姉はあれよあれよとオープンの話を進めていましたので、びっくりしました。出身は埼玉ですが、千葉に長く住んでいるので浦和での馴染みは正直なかったというのもありましたしね。
実は今、お店とは別にスターバックスでも働いているんです。通常のスターバックスの店舗ではなく、コーヒーに特化したお店なんですが、以前からコーヒーセミナーや家庭用のエスプレッソマシンのセミナーをやったり、通常の店舗では取り扱っていないコーヒー豆やフードとの組み合わせをお伝えしたりと、コーヒーに関わる仕事をしていたので、姉とのお店でカフェを出すことは私にもできるかもと思って一緒にお店を出すことを決意しました。
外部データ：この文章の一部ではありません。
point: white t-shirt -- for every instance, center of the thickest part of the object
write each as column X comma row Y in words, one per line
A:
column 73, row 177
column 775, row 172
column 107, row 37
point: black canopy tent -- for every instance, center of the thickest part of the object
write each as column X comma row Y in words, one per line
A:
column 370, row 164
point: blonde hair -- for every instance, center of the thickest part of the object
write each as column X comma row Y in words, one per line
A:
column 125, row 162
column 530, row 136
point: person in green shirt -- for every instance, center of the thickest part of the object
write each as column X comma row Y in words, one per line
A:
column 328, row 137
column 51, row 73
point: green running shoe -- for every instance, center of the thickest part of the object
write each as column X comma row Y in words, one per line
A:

また、お菓子は元々は趣味で作っていたんです。そのときにどうしたら素材の味を生かせるのかなと試行錯誤していたので、その経験を生かすことができています。浦和ですと健康志向でグルテンフリーのニーズも高いですし、こういうの作ってほしいという声もいただくので、皆さんと会話をしながら喜んでもらえるお菓子をこれからも作っていきたいなと思っています。そして今後のつながりを大切にしていきたいです。
━ 今後の夢や野望、ビジョンはありますか?
(姉:真理子さん)
まだまだ認知度が低いので、お花を買おうと思ってご来店いただく方よりも、カフェのついでにお花を買われる方の方が多いかなと思います。なので、お花のギフトが結構少ないんです。今後はギフトも増えるように工夫していきたいと考えています。
10月からワークショップをやっていて、ちょうどハロウィンの季節だったので、かぼちゃとドライフラワーを使ったワークショップを行いました。参加いただいた方から「面白かった!」と反応が良かったんですよね。なかなか小さいお店でカフェをやりながらワークショップをやるのって、できることが限られてしまうのですが、体験型・参加型って需要があるので、定期的にやっていけたら面白いのかなと思うんです。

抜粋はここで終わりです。